In an ideal (theoretical) world, the next iteration’s velocity should be the same (or slightly better) then the last one. In the real world this is not the case. One cause is the fact that people don’t work all the time. They go on holidays, become ill, need training, etc. and don’t distribute there time off evenly over all iterations. Less capacity means less products delivered means less story points delivered.

The difference between the projected amount of story points and realized amount becomes even larger when the sprint duration is short (for instance a week) and the team is small in size.

In the long run it probably doesn’t matter that there’s a difference between estimated and realized story points for a specific sprint, but that’s not good enough for me:

  • I want the team to have an amount of workload that is realistic, is taken seriously and is something the team can commit to.
  • I don’t want to explain to the customer the differences between projections and realization when I can avoid it.
  • I need a more realistic planning for the near future when a specific release approaches. Estimating based on the long run doesn’t do the job.

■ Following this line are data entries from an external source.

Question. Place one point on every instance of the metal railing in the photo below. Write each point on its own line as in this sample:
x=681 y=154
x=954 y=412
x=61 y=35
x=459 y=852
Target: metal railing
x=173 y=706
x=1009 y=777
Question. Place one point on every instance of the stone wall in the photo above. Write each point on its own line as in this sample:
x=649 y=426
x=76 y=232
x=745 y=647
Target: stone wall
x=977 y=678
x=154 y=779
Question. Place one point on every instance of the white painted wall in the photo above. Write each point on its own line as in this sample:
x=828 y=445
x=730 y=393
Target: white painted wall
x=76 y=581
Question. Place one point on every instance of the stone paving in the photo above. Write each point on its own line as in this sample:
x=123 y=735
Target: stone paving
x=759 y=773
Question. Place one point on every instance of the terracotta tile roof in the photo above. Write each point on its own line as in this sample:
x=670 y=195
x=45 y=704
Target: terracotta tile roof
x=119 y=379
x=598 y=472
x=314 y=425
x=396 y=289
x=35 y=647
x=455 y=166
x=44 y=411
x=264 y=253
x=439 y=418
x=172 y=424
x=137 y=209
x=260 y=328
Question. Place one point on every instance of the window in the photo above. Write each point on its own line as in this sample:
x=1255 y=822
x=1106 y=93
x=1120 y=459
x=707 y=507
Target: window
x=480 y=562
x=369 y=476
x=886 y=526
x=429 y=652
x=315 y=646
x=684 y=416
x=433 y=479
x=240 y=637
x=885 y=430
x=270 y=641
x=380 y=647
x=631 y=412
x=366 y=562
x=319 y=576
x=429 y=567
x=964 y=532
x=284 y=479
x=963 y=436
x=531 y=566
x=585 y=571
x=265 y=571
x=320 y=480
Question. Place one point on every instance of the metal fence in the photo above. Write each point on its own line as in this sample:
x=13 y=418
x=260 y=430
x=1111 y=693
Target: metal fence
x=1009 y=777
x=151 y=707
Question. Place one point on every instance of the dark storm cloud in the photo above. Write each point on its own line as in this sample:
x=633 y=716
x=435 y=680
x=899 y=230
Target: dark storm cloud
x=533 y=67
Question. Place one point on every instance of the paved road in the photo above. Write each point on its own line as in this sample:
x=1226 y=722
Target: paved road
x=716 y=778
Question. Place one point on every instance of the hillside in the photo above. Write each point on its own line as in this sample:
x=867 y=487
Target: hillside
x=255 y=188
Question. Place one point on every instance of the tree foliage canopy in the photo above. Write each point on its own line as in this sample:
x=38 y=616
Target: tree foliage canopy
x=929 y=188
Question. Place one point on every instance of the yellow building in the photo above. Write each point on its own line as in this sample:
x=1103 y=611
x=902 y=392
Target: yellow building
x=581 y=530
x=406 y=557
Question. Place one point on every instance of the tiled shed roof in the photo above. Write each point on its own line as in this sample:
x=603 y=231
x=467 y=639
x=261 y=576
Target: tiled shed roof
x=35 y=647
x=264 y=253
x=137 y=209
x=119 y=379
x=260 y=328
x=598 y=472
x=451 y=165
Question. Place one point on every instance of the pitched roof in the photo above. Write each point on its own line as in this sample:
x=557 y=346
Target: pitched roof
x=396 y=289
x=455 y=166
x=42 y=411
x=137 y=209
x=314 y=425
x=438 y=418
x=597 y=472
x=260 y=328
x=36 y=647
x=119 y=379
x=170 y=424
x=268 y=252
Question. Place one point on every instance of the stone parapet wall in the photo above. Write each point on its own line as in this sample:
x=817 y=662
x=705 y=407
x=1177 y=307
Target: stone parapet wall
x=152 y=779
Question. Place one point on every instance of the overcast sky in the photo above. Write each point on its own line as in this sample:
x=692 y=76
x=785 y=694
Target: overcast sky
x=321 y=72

That’s why I do both velocity planning and capacity planning.
This is how it works:

  1. Each team member registers on a daily basis in Excel the amount of hours they have worked per user story.
  2. And the end of the sprint I calculate the total amount of worked hours.
  3. Dividing the amount of delivered story points by the amount of worked hours gives me the sprint’s velocity: man-hours per story point.
  4. Before the next sprint planning session I determine the availability of the individual team members during that sprint and summarize that into the available man-hours. Then I divide the available man-hours by the velocity (expressed in man-hours per story point) and I have the amount of story points to be delivered by the next sprint.

Measuring and reporting of velocity in man-hours per story point in stead of story points per sprint is much more precise and more transparent. It makes it easier for me explaining the differences in delivered story points per sprint. It also helps me creating better forecasts and a more precise release planning. Furthermore, the team likes to have forecasts that makes sense and don’t mind the little amount of paperwork involved.